Wie die nordkoreanische Nachrichtenagentur KCNA mitteilte, wurde Kim auf seiner Reise von hochrangigen Militärvertretern begleitet, darunter für Waffenproduktion und Raumfahrttechnologie verantwortliche Funktionäre.
Putin äußerte sich bisher nicht persönlich zu einem Treffen mit Kim. Der russische Staatschef, der derzeit am Östlichen Wirtschaftsforum im rund 120 Kilometer Luftlinie von Nordkorea gelegenen Wladiwostok teilnimmt, gab lediglich bekannt, dass er demnächst den rund tausend Kilometer entfernten Weltraumbahnhof Wostotschny besuchen werde, machte dazu aber keine weiteren Angaben.
Am frühen Dienstagmorgen hatte die staatliche nordkoreanische Nachrichtenagentur KNCA erklärt, Kim seit bereits am Sonntag aus der Hauptstadt Pjöngjang abgereist. Nach Einschätzung der südkoreanischen Zeitung "Chosun Ilbo" wären für eine Reise nach Wladiwostok angesichts einer Höchstgeschwindigkeit von nur 60 Stundenkilometern von Kims gepanzertem Zug rund 20 Stunden nötig.

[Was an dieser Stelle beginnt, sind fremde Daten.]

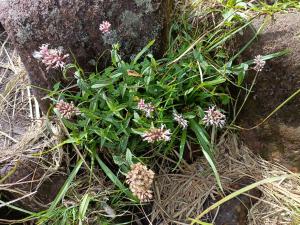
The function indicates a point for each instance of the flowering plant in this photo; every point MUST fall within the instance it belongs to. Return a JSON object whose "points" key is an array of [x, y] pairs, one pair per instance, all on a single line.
{"points": [[146, 109]]}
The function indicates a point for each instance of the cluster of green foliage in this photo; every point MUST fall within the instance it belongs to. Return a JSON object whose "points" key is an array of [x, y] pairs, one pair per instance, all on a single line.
{"points": [[196, 72]]}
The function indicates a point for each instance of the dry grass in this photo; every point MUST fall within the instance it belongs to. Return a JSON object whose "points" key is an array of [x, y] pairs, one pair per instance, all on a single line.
{"points": [[182, 196], [18, 108], [25, 138]]}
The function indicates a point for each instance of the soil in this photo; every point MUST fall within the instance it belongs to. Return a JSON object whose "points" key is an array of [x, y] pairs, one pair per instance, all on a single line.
{"points": [[14, 106]]}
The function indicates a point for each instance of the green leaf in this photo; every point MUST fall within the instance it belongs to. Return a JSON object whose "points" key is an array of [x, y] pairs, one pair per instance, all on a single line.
{"points": [[182, 146], [66, 186], [113, 177], [102, 83], [206, 148], [83, 208]]}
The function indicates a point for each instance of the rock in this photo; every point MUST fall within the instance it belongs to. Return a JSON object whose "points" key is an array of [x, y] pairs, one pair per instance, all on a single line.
{"points": [[28, 179], [74, 25], [279, 138]]}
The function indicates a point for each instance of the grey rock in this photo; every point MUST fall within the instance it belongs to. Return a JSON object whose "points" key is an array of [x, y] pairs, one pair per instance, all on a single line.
{"points": [[279, 138], [74, 24]]}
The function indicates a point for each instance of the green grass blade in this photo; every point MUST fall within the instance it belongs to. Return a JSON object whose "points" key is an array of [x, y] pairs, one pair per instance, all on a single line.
{"points": [[83, 208], [113, 177], [141, 53], [241, 191], [181, 146], [206, 149], [66, 185]]}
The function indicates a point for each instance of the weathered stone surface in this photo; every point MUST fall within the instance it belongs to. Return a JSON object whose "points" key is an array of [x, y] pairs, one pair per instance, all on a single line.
{"points": [[74, 24], [279, 138]]}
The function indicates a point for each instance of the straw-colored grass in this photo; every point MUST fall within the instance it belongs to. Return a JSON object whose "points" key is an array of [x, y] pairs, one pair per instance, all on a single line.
{"points": [[179, 197]]}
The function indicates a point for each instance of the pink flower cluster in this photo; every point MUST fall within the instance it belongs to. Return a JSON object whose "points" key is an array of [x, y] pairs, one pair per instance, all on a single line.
{"points": [[157, 134], [213, 117], [259, 63], [105, 27], [146, 108], [180, 120], [52, 58]]}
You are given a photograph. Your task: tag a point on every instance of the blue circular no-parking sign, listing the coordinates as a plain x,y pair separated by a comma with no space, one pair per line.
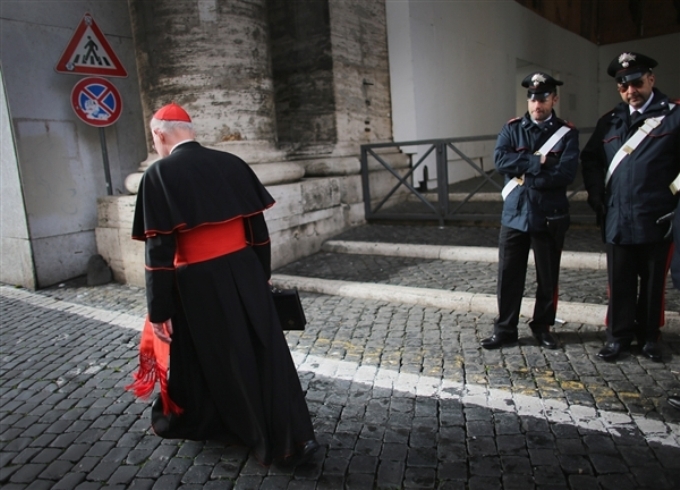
96,101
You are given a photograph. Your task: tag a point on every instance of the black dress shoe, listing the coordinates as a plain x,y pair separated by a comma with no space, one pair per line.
652,351
497,340
610,351
302,455
546,339
674,401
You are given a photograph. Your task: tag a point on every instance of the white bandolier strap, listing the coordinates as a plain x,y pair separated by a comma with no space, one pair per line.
633,142
675,185
543,150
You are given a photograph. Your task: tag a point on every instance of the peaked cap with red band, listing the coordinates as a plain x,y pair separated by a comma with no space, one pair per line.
172,112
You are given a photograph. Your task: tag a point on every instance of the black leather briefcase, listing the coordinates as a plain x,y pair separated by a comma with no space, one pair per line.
289,309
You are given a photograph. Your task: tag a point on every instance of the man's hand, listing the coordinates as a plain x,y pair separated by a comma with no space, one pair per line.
163,330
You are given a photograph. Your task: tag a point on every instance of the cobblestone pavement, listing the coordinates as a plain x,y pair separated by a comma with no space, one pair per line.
401,396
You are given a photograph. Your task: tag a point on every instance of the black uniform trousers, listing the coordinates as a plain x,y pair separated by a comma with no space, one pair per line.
636,313
513,255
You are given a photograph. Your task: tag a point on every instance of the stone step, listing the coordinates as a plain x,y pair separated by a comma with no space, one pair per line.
591,314
451,277
570,260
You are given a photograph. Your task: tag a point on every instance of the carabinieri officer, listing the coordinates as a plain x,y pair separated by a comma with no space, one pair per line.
538,155
629,164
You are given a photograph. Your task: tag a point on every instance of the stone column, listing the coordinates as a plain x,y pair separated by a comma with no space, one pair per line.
212,57
331,79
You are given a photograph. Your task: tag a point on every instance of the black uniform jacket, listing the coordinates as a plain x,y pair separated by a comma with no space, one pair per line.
543,194
638,192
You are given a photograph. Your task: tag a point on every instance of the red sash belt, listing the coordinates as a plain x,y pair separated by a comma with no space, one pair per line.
209,241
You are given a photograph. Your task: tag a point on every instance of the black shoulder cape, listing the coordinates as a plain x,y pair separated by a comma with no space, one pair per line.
193,186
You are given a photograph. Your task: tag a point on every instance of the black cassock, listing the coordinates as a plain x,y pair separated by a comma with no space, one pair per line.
230,367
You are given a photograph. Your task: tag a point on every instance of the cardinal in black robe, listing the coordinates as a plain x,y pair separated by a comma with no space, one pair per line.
230,375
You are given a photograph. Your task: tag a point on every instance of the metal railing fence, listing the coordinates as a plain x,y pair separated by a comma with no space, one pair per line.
442,209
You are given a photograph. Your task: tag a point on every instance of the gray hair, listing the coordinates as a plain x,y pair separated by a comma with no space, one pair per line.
170,126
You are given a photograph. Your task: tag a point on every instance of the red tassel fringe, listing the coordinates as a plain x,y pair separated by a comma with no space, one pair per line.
153,358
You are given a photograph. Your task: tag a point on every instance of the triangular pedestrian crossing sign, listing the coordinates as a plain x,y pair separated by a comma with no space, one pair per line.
89,53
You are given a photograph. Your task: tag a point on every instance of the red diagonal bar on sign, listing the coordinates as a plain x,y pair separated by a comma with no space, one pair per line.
99,99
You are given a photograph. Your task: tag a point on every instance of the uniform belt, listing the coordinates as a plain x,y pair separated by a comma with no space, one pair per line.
207,242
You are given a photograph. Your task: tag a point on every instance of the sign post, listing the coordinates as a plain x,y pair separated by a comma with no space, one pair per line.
89,53
96,102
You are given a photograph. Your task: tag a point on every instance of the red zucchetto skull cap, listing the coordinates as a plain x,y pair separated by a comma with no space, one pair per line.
172,112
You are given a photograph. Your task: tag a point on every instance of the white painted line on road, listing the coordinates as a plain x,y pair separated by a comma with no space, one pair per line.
449,300
551,410
555,411
114,318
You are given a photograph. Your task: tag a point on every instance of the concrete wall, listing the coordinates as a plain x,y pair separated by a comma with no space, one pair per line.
454,67
60,157
16,261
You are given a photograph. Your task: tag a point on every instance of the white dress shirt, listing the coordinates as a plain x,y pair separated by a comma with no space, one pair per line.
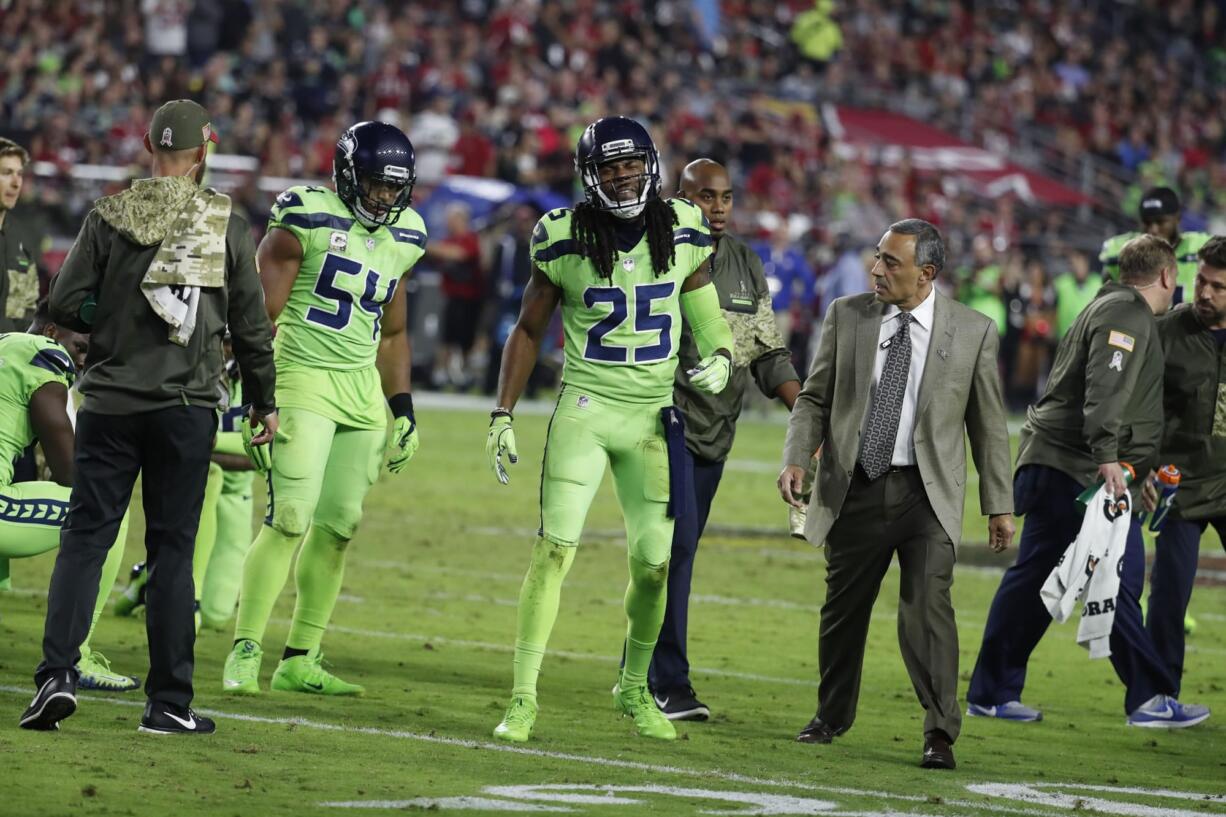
921,333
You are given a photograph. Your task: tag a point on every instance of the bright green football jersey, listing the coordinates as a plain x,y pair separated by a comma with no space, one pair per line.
1184,259
348,274
620,334
27,362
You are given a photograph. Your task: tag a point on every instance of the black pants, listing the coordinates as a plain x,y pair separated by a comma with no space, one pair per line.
1018,617
171,447
670,664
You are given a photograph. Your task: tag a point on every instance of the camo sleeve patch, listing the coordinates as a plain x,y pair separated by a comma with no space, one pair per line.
1220,411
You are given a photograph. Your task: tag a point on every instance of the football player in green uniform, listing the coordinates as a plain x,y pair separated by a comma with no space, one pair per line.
624,265
331,266
1160,211
37,369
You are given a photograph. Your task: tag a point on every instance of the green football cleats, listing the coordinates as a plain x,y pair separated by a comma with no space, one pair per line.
517,721
95,672
242,672
307,674
638,703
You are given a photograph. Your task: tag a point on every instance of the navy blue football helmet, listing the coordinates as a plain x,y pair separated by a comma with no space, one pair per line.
374,152
617,138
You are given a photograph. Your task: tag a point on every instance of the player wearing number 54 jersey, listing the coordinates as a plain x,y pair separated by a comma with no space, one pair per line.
624,265
331,266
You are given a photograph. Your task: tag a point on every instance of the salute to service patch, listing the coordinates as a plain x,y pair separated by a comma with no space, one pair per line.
1123,341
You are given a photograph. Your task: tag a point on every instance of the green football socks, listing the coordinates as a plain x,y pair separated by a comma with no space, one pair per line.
319,573
540,596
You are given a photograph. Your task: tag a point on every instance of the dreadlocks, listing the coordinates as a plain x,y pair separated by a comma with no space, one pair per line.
592,230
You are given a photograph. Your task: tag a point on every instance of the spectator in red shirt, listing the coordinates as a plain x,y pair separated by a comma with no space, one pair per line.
457,256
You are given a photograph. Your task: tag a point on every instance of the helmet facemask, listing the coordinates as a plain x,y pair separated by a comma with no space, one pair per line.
625,209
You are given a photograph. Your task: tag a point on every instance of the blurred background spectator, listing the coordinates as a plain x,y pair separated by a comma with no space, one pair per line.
1025,129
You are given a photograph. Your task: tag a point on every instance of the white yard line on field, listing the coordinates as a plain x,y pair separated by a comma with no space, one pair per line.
587,759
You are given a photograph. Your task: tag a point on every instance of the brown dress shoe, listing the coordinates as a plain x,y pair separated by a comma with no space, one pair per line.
938,752
815,732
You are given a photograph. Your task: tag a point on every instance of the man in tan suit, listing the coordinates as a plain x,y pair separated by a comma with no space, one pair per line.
899,374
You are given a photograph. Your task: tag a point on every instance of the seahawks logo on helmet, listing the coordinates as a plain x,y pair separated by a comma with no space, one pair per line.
372,160
617,138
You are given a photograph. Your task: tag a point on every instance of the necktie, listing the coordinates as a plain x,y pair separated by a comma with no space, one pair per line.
877,447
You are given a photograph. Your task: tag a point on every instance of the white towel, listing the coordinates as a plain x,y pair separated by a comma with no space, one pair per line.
1089,572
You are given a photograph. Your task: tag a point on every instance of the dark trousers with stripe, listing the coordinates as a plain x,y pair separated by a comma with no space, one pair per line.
1175,569
1018,618
670,663
171,448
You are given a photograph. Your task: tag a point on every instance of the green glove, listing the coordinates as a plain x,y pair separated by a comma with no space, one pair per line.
711,374
500,441
260,455
403,443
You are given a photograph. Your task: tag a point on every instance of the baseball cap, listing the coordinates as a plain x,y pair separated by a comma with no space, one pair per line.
1157,203
180,124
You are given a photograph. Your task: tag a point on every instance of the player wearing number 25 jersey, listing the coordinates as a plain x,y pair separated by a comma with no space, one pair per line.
331,266
624,265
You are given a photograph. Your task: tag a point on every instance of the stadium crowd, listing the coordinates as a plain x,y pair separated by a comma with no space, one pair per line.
494,88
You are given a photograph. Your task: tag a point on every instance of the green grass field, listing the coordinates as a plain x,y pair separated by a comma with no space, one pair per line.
427,622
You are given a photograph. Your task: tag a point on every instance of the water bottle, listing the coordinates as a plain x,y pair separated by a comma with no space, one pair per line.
1088,494
1167,482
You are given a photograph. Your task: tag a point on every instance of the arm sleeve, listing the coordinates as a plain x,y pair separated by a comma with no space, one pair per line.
987,429
1111,368
249,325
703,312
807,427
75,291
772,366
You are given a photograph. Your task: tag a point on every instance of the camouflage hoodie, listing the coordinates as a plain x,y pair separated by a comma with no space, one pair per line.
131,364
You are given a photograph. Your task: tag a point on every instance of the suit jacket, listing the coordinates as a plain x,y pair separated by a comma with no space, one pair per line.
960,389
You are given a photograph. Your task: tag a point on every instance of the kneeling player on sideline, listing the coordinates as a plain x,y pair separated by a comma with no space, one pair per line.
37,369
1194,441
623,264
330,264
711,420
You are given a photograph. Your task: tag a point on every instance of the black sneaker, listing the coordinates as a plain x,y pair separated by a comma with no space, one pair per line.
53,702
682,704
164,719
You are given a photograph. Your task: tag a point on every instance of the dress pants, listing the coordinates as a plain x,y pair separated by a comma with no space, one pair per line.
670,663
171,448
1176,553
878,519
1019,618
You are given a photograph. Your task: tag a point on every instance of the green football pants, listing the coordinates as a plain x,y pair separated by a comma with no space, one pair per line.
320,476
585,434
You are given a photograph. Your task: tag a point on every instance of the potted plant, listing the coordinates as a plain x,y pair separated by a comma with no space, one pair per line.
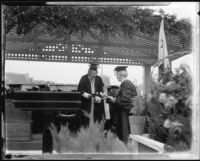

Südkoreanische Beobachter sehen starke Anzeichen für eine mögliche Stärkung der militärischen Zusammenarbeit zwischen Moskau und Pjöngjang. Angesichts der mitreisenden Militärvertreter sei es "wahrscheinlich, dass das Treffen zwischen Putin und Kim stark auf eine mögliche militärische Kooperation ausgerichtet ist", sagte Yang Moo-jin, Rektor der Universität für Nordkorea-Studien in der südkoreanischen Hauptstadt Seoul, der Nachrichtenagentur AFP.
Im Juli war bereits der russische Verteidigungsminister Sergej Schoigu in die nordkoreanische Hauptstadt gereist. Kürzlich brachte Schoigu gemeinsame Marine-Manöver Russlands und Nordkoreas in Gespräch.
Nordkorea zählt zu den wenigen Staaten der Welt, die Russlands Angriffskrieg gegen die Ukraine offen unterstützen. Nach Einschätzung der US-Regierung hat Pjöngjang Moskau bereits Raketen und Marschflugkörper geliefert. Darüber hinaus gibt es nach Einschätzung von Leif-Eric Easley, Professor an der Ewha-Universität in Seoul, auf beiden Seiten Interesse an einer weiteren Vertiefung der Zusammenarbeit.
Easly sagte, Nordkorea verfüge über Munitionsbestände, die Putin im Krieg gegen die Ukraine benötige - während Russland der Regierung von Kim Jong Un mit Technologie zu U-Booten, ballistischen Raketen und Satellitentechnik dabei helfen könnte, technische Schwierigkeiten infolge der Wirtschaftssanktionen gegen das Land zu überwinden.
Die Führung in China betonte ihrerseits angesichts von Kims Reise nach Russland, die Beziehungen zwischen Peking und Pjöngjang entwickelten sich derzeit "gut". Es finde eine "Vertiefung von Austausch und Kooperation" zwischen beiden Ländern statt.